The moon swept around, passing ghostly through Frell and Rhaif. Xan lifted her staff against it, but it rushed through the wood, too. The moon circled the shimmering world, growing ever closer—at first slowly, then faster.
Finally, it made one final pass and slammed into the world. The impact shook the image above the table. Waves of destruction spread outward from the strike, wiping away all in its path: lands, oceans, ice, and sand. Nothing was spared. In a breath, the ruins of the Urth shone before all of their stunned faces.
“Moonfall…” Nyx whispered. “What I saw in my vision.”
“The portent of the jar’wren, ” Xan intoned.
Shiya cast her gaze around the room. “This is what woke me. We who are the Sleepers, buried deep in the world until we are needed. But we are not the only sentinels planted here as the world slowed. Those who came before—”
Shiya stopped and frowned, clearly struggling for the words to explain, or maybe she was simply trying to knit what she knew over the gaps of knowledge shattered on the floor. She started again. “Those who came before, they instilled gifts into others, seeded into their blood, creating vessels of memory. They were living sentinels who watched while we slept, who could change with the world, while we could not. They were created to sustain an eternal memory, one shared and preserved across their many numbered.”
Nyx breathed harder and closed her eyes.
I know those sentinels.
She remembered the attack in the swamps, when her mind was cast throughout the avenging horde descending on Brayk. She had shared their eyes, their lusts—but she also pictured the pair of fiery eyes gazing back at her. In those moments, she had sensed the greater mind behind that gaze, something ageless and dark, cold and unknowable. Its vastness had unnerved her.
She opened her eyes to find Shiya gazing upon her. Her bronze face shone with that same ancientness.
Nyx knew that the fiery intelligence in the swamps was equal to what lay here. That huge pair of eyes—staring out of the darkness at her—wasn’t just the shared minds of the bats living now. It was all their minds, past and present, the memories of every bat that had ever lived, stretching back into the ancient past, forged into one force.
Shiya seemed to read this dawning knowledge and nodded to her.

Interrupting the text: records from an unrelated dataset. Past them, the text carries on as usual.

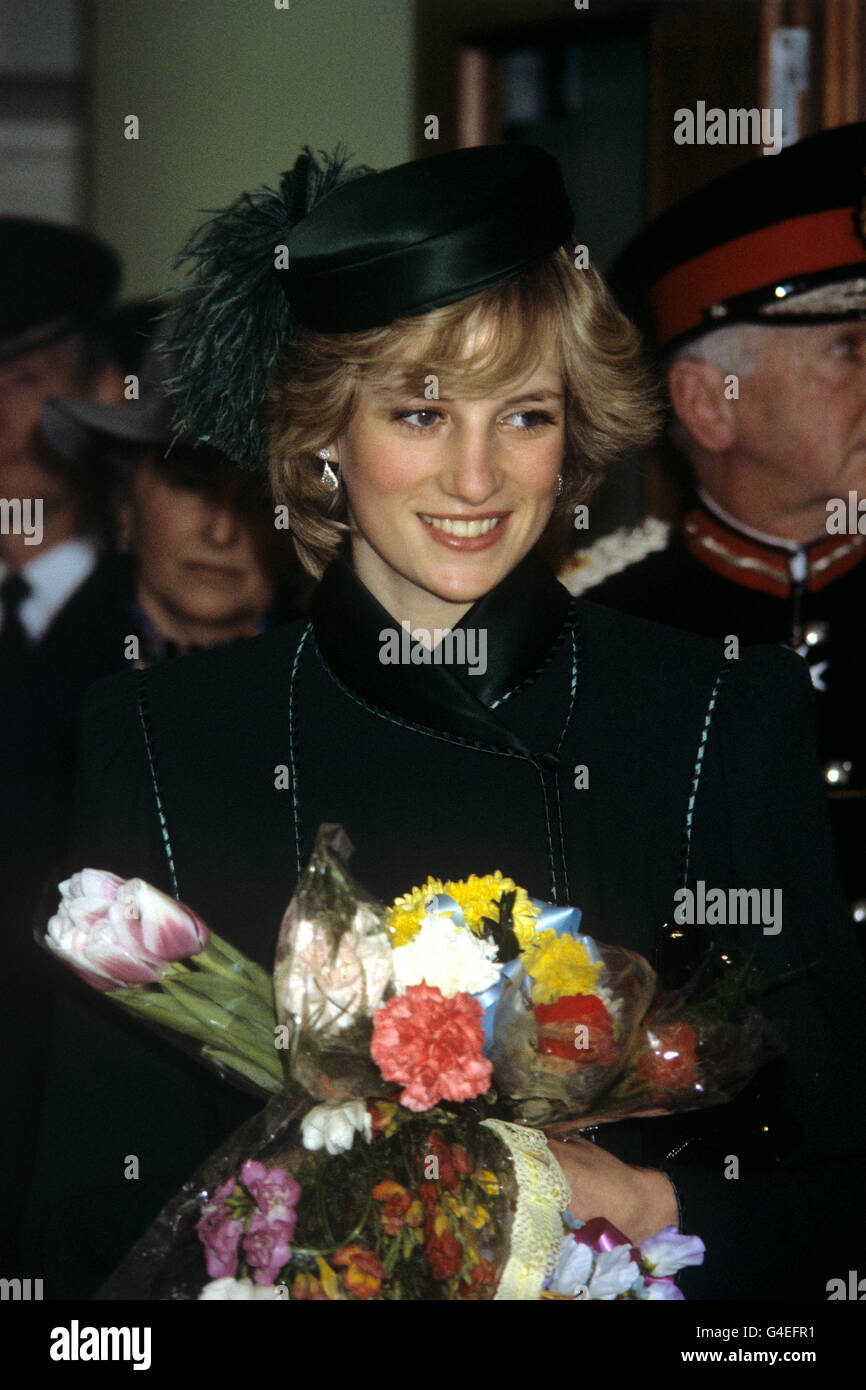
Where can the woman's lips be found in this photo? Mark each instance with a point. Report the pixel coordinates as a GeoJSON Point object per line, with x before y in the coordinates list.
{"type": "Point", "coordinates": [216, 573]}
{"type": "Point", "coordinates": [462, 533]}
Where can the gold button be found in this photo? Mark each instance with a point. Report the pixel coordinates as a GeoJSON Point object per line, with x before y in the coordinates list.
{"type": "Point", "coordinates": [837, 773]}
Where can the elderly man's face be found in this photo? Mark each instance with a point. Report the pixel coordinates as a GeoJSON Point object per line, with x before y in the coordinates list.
{"type": "Point", "coordinates": [801, 417]}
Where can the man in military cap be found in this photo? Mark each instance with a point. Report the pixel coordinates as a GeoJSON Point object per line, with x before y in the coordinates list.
{"type": "Point", "coordinates": [754, 292]}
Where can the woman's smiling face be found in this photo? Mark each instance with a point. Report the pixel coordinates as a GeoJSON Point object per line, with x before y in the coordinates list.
{"type": "Point", "coordinates": [445, 496]}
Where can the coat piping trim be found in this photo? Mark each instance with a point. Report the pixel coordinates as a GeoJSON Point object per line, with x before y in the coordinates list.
{"type": "Point", "coordinates": [154, 776]}
{"type": "Point", "coordinates": [708, 719]}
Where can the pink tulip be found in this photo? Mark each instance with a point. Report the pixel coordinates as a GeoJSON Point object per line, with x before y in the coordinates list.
{"type": "Point", "coordinates": [114, 933]}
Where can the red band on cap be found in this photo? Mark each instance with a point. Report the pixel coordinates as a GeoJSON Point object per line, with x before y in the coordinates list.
{"type": "Point", "coordinates": [799, 246]}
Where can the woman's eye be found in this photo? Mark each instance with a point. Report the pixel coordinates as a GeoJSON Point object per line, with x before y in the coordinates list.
{"type": "Point", "coordinates": [531, 419]}
{"type": "Point", "coordinates": [420, 420]}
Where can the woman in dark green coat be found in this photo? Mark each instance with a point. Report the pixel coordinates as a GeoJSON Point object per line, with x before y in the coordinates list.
{"type": "Point", "coordinates": [449, 388]}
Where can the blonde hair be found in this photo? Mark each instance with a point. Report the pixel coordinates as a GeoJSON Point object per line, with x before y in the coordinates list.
{"type": "Point", "coordinates": [612, 402]}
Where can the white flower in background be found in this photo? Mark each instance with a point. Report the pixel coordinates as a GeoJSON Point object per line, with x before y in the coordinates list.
{"type": "Point", "coordinates": [330, 990]}
{"type": "Point", "coordinates": [239, 1290]}
{"type": "Point", "coordinates": [334, 1125]}
{"type": "Point", "coordinates": [615, 1273]}
{"type": "Point", "coordinates": [446, 957]}
{"type": "Point", "coordinates": [603, 1273]}
{"type": "Point", "coordinates": [573, 1271]}
{"type": "Point", "coordinates": [669, 1251]}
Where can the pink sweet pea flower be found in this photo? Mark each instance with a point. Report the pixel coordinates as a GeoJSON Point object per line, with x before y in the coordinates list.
{"type": "Point", "coordinates": [669, 1251]}
{"type": "Point", "coordinates": [267, 1246]}
{"type": "Point", "coordinates": [116, 933]}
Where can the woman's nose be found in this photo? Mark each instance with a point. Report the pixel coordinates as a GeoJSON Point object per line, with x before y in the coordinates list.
{"type": "Point", "coordinates": [470, 470]}
{"type": "Point", "coordinates": [221, 524]}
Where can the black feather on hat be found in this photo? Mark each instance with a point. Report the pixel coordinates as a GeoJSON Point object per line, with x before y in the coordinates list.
{"type": "Point", "coordinates": [234, 316]}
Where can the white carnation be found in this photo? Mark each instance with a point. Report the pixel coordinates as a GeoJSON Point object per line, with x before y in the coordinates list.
{"type": "Point", "coordinates": [238, 1290]}
{"type": "Point", "coordinates": [446, 957]}
{"type": "Point", "coordinates": [334, 1125]}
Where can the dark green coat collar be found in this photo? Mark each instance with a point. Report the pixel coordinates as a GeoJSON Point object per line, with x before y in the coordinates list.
{"type": "Point", "coordinates": [524, 620]}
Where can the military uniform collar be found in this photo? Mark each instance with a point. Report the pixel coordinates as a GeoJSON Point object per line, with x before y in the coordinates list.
{"type": "Point", "coordinates": [755, 560]}
{"type": "Point", "coordinates": [519, 626]}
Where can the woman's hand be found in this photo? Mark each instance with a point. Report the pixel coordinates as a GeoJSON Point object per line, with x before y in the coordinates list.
{"type": "Point", "coordinates": [638, 1201]}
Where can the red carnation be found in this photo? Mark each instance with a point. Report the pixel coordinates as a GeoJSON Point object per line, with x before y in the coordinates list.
{"type": "Point", "coordinates": [433, 1045]}
{"type": "Point", "coordinates": [558, 1026]}
{"type": "Point", "coordinates": [669, 1061]}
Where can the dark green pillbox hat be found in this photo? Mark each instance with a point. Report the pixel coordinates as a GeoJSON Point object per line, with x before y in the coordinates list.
{"type": "Point", "coordinates": [412, 238]}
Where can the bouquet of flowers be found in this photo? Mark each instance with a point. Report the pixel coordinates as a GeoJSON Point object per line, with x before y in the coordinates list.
{"type": "Point", "coordinates": [405, 1054]}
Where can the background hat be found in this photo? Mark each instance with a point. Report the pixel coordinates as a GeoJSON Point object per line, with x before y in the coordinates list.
{"type": "Point", "coordinates": [779, 241]}
{"type": "Point", "coordinates": [363, 249]}
{"type": "Point", "coordinates": [424, 234]}
{"type": "Point", "coordinates": [70, 426]}
{"type": "Point", "coordinates": [53, 281]}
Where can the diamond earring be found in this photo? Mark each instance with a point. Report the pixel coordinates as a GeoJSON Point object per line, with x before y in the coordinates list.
{"type": "Point", "coordinates": [328, 476]}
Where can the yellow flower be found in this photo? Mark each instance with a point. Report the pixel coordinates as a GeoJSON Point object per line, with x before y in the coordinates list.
{"type": "Point", "coordinates": [328, 1279]}
{"type": "Point", "coordinates": [477, 1216]}
{"type": "Point", "coordinates": [406, 913]}
{"type": "Point", "coordinates": [480, 898]}
{"type": "Point", "coordinates": [487, 1182]}
{"type": "Point", "coordinates": [559, 965]}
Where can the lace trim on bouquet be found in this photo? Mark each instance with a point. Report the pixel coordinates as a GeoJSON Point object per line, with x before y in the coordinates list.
{"type": "Point", "coordinates": [542, 1194]}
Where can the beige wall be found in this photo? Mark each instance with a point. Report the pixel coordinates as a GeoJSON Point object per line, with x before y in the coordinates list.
{"type": "Point", "coordinates": [227, 92]}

She then glanced across at the others. “The gift given to these living sentinels… we Sleepers also share it.”
“You speak of bridle-song,” Xan said. “It is our gift, too.”
Shiya smiled sadly. “By mistake.”
Nyx flinched, but Xan looked aghast, wounded.

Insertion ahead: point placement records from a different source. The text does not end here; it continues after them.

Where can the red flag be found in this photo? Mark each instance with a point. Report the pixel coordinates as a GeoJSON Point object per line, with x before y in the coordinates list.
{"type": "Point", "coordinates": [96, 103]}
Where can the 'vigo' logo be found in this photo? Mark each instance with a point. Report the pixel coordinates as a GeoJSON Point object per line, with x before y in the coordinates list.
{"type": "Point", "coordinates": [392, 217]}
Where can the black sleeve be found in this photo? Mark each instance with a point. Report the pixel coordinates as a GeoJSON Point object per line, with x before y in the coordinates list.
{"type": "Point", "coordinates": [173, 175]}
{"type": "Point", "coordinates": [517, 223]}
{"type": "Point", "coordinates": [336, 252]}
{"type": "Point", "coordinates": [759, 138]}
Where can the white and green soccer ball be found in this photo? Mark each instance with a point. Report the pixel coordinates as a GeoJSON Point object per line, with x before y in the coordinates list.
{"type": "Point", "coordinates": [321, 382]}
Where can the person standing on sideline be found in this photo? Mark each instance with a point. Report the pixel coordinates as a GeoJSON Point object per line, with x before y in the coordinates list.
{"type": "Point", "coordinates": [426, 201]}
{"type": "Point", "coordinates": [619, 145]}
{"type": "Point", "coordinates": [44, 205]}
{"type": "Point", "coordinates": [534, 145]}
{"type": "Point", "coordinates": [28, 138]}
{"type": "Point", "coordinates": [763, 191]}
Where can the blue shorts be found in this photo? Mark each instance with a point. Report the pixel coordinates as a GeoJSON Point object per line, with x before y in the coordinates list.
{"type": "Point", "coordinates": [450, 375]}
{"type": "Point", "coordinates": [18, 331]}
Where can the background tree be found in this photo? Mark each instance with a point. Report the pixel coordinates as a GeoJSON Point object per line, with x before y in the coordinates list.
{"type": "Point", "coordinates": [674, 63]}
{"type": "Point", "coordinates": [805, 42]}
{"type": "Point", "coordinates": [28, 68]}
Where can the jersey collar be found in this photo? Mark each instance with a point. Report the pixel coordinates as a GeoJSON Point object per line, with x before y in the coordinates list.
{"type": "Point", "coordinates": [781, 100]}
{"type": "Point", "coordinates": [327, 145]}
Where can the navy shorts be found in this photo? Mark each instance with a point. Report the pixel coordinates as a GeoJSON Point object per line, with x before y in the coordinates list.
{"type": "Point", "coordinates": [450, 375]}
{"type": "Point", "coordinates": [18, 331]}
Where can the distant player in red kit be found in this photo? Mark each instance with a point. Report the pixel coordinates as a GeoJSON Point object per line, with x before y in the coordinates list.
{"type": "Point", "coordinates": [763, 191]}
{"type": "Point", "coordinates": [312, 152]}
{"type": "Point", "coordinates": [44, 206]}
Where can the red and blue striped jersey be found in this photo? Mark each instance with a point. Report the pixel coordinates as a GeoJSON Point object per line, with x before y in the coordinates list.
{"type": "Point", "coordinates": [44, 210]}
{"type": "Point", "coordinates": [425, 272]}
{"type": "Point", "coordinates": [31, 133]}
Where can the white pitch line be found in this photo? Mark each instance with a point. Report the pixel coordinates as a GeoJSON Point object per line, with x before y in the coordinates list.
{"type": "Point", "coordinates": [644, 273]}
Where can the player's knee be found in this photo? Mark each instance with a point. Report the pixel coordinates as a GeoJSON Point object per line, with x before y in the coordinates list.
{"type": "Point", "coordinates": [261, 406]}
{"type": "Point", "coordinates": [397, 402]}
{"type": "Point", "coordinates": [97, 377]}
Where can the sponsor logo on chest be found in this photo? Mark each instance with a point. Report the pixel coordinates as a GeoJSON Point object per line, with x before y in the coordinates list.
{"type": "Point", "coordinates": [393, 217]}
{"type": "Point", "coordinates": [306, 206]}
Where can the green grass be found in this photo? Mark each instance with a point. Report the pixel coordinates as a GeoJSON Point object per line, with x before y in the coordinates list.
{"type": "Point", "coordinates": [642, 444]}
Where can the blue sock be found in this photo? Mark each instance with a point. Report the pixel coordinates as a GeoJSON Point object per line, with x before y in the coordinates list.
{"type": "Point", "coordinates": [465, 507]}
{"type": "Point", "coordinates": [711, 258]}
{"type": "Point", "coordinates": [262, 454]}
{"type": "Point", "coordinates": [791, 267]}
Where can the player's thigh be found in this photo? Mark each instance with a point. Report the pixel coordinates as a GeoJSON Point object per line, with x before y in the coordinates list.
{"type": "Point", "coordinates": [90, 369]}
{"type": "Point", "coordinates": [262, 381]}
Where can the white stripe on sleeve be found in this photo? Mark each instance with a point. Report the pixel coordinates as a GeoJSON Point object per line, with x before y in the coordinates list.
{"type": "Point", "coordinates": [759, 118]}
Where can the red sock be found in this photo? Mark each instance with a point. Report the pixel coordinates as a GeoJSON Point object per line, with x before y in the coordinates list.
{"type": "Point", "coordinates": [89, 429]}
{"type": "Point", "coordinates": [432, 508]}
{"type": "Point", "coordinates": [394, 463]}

“I don’t malign you with these words,” Shiya consoled. “This gift drifted into your lineage long ago. Maybe infused by disease, maybe by a mix of venom and blood. But once there, that seed found fertile soil, a usefulness worth passing on, and so it rooted deep among certain blessed people.”
“The Kethra’kai,” Xan said.
“And maybe others.” Shiya’s bronze brow bunched with frustration. She again struggled, perhaps brushing against another frayed place in her memory. “Not only did that seed spread inadvertently, but the gift… it has changed while we slept, growing branches no one imagined.”
Her gaze again found Nyx.
Frell interrupted this discourse. He had been walking around the table, staring at the ruins of the Urth glowing there. “That is all fascinating, but it’s not what we should be focused on.” Worry lined his face. “Moonfall. When will this occur?”
Shiya’s lips thinned to a frown.
Rhaif pressed his palms together. “Please don’t say much was lost again.”
Shiya’s expression softened, and she reached to touch Rhaif’s arm. “Not that. But the variables are many. Even for me. I can only approximate an answer.”
“When will it happen?” Frell persisted.
Shiya spoke more softly. “No longer than five years. Maybe as short as three.”
Frell looked down, plainly absorbing this dire prediction. No one else spoke. With a sigh, the alchymist again raised his face to Shiya. “Then how do we stop it?”
Shiya turned to the ruins of the Urth. “You cannot.”